Featured News 2012 25 Babies Possibly Exposed to Tuberculosis in California

25 Babies Possibly Exposed to Tuberculosis in California

It is up to hospitals to keep their patients from being exposed to dangerous diseases. This is why the hospitals are constantly sterilized, and people with any kind of sickness are not allowed to enter into the wings with sick patients. Yet two hospitals in Sacramento and Solano County, recently allowed a visitor with tuberculosis to go into the neonatal intensive care unit, putting about 25 babies at risk to the deadly sickness.

The diseased visitor came to the Sacramento Sutter's Memorial Hospital in the latter half of the month of March. At that hospital, 11 babies are at risk to the disease. The same person visited another neonatal ICU in NorthBay Medical Center in Fairfield in the beginning of April, where 14 babies have been labeled at risk. The families have been contacted for further tests. According to ABC some of the babies have already undergone testing but the results will remain confidential for the time being.

The chief medical officer at the Solano County Public Health Department says that they will do everything in their power to determine whether or not the babies caught the sickness. If they test positive, then the infants will be issued antibiotics to fight the illness. Tuberculosis, or TB, is a dangerous bacterial infection that spreads through the lymph nodes and blood stream. It can manifest itself in any organ in the body, but most often resides in the lungs. The bacteria can reside in an inactive form. When inactive, the disease has no symptoms. Yet when an immune system weakens, the tuberculosis may activate and cause the tissues of an organ to deteriorate. When the disease goes untreated, it can be fatal.

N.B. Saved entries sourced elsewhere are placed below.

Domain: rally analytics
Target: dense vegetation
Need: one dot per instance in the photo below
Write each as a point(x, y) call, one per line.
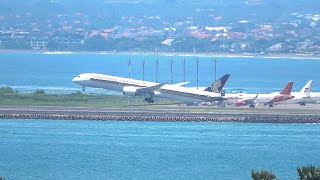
point(304, 172)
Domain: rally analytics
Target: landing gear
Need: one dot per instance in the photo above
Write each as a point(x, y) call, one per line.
point(149, 100)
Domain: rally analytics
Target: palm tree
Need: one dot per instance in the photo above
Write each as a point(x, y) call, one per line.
point(308, 173)
point(262, 175)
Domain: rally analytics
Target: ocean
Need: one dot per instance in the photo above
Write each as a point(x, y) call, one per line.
point(55, 149)
point(47, 149)
point(28, 72)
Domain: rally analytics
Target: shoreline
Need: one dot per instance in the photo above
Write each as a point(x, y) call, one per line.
point(192, 54)
point(156, 115)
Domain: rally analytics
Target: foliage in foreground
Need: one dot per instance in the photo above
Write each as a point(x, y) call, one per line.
point(304, 172)
point(262, 175)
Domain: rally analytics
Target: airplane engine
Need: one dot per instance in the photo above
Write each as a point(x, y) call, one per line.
point(129, 91)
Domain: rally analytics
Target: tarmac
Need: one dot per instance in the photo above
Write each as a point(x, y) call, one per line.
point(293, 114)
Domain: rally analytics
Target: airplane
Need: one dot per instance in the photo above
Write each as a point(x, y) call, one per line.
point(133, 87)
point(244, 99)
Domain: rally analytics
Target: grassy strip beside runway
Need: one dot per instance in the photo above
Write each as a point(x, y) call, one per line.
point(8, 96)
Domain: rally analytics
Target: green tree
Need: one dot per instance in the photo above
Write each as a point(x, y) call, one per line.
point(309, 173)
point(262, 175)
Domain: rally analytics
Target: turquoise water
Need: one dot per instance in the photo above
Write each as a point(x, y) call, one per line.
point(54, 72)
point(40, 149)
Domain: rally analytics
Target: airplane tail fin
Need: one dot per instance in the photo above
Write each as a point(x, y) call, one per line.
point(287, 89)
point(218, 85)
point(306, 89)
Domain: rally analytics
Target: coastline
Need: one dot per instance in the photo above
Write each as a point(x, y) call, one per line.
point(187, 54)
point(158, 115)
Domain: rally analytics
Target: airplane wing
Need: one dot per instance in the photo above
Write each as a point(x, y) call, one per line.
point(149, 90)
point(251, 100)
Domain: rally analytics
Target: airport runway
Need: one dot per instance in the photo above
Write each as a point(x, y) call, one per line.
point(278, 114)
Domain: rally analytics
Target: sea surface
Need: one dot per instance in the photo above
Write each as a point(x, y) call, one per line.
point(28, 72)
point(52, 149)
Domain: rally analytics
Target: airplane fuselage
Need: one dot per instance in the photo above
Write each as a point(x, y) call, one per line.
point(128, 86)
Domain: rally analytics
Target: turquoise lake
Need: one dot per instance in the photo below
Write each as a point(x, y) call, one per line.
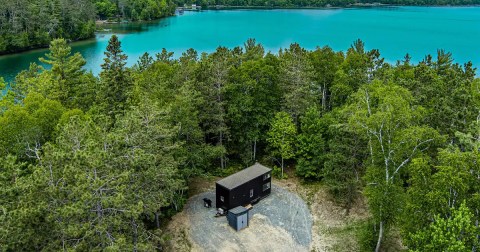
point(395, 31)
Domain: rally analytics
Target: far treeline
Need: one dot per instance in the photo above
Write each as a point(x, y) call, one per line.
point(320, 3)
point(28, 24)
point(100, 163)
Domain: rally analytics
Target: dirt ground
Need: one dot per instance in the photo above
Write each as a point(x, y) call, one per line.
point(331, 230)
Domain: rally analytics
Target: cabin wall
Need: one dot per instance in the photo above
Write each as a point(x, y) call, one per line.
point(241, 195)
point(222, 191)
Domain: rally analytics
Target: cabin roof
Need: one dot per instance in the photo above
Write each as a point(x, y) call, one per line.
point(244, 176)
point(238, 210)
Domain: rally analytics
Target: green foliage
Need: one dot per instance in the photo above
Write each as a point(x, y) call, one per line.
point(455, 233)
point(277, 172)
point(91, 163)
point(311, 145)
point(281, 137)
point(25, 128)
point(30, 24)
point(115, 80)
point(366, 235)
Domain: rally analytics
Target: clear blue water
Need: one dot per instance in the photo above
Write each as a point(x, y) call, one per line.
point(395, 31)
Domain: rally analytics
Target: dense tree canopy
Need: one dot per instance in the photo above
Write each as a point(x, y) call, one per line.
point(101, 162)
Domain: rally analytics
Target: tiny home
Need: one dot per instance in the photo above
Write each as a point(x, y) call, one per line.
point(244, 187)
point(238, 217)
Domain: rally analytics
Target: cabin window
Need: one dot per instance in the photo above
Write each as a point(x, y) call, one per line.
point(266, 176)
point(266, 186)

People with HIV or elderly people with weaker immune systems are at serious risk to death by tuberculosis. If they have the inactive version, it is likely that it will flare up and become a dangerous disease. Babies are also susceptible to gaining an active version of the sickness. The bacterium that causes this disease is transmitted through the air, so carriers become highly contagious. If you are in close proximity to someone with TB, especially on a day-to-day basis, then you are at high-risk to catch the illness. The disease is only contagious when it is active. Medication can help to get rid of inactive versions of TB.

The director of the children's tuberculosis clinic at a Texas Children's Hospital says that it is very unlikely that the babies caught the illness. The visitor with tuberculosis was not touching the children, and many of the infants use breathing tubes. This gives them an extra layer of protection. The neonatal ICU is always very clean and nurses try to keep it free of any bacteria that could hurt the fragile wards. Public health officials have chosen to test the hospital administrators and staff who were present when the visitor came in before they test all of the babies that may have been affected. This is because it is often easier to test adults for the disease than infants.

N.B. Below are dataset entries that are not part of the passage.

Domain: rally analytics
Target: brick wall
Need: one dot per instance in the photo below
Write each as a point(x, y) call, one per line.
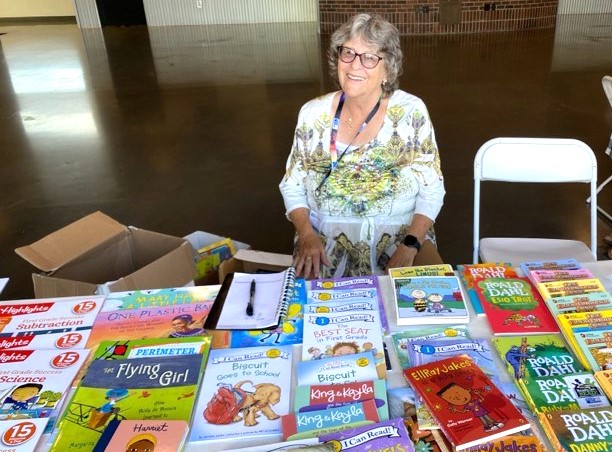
point(445, 16)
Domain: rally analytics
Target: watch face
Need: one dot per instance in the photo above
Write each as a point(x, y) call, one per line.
point(411, 241)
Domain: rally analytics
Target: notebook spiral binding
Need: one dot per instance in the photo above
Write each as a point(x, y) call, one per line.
point(288, 285)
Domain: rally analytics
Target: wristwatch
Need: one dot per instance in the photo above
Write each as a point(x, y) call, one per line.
point(412, 242)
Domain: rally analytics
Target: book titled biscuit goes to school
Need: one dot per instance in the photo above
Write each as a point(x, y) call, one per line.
point(469, 408)
point(141, 379)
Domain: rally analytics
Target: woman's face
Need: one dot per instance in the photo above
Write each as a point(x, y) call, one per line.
point(354, 78)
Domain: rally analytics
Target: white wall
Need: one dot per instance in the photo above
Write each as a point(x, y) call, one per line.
point(584, 6)
point(36, 8)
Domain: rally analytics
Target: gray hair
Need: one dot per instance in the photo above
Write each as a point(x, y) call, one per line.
point(377, 32)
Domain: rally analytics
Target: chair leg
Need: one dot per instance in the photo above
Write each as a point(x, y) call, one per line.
point(601, 186)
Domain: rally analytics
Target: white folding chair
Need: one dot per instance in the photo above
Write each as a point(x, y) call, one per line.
point(607, 85)
point(548, 160)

If the hospital staff has the sickness, then they will start in on testing all of the babies. They can usually determine whether or not people have TB simply by taking a blood test. Both hospitals are currently compiling a list of people who were present when the visitor entered the floor. According to ABC, the carrier of the TB has been identified, isolated, and is undergoing treatment. The person promises that he or she did not know that he or she was carrying active tuberculosis at the time.

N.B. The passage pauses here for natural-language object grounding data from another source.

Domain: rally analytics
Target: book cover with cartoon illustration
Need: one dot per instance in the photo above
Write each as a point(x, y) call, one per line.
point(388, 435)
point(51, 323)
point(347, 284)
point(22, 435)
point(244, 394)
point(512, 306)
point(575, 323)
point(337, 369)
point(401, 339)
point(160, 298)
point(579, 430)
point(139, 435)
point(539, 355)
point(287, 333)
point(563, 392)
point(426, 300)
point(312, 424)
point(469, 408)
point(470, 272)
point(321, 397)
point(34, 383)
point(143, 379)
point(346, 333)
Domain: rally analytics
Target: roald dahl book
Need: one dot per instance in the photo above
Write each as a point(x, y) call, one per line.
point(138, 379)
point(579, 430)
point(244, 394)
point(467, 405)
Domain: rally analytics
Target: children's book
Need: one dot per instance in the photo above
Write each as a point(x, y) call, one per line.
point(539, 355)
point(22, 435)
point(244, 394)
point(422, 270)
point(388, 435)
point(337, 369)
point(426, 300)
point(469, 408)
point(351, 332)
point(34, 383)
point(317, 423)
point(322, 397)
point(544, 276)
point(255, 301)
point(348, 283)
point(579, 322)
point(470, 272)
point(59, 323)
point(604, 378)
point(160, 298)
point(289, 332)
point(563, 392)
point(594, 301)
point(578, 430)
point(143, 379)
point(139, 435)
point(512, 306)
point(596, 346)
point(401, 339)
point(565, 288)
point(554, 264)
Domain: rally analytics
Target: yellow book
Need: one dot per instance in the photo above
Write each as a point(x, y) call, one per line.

Thankfully, when a child has TB it is normally easy to treat. While the babies were more than likely exposed, there is not a guarantee that they will catch the illness. In this case, the hospital staff was not aware that they were exposing the infants to a dangerous illness. Yet if the staff or doctors allow a person with a sickness to enter an ICU, and they infect the patients therein, it can become a serious issue worthy of a medical malpractice lawsuit.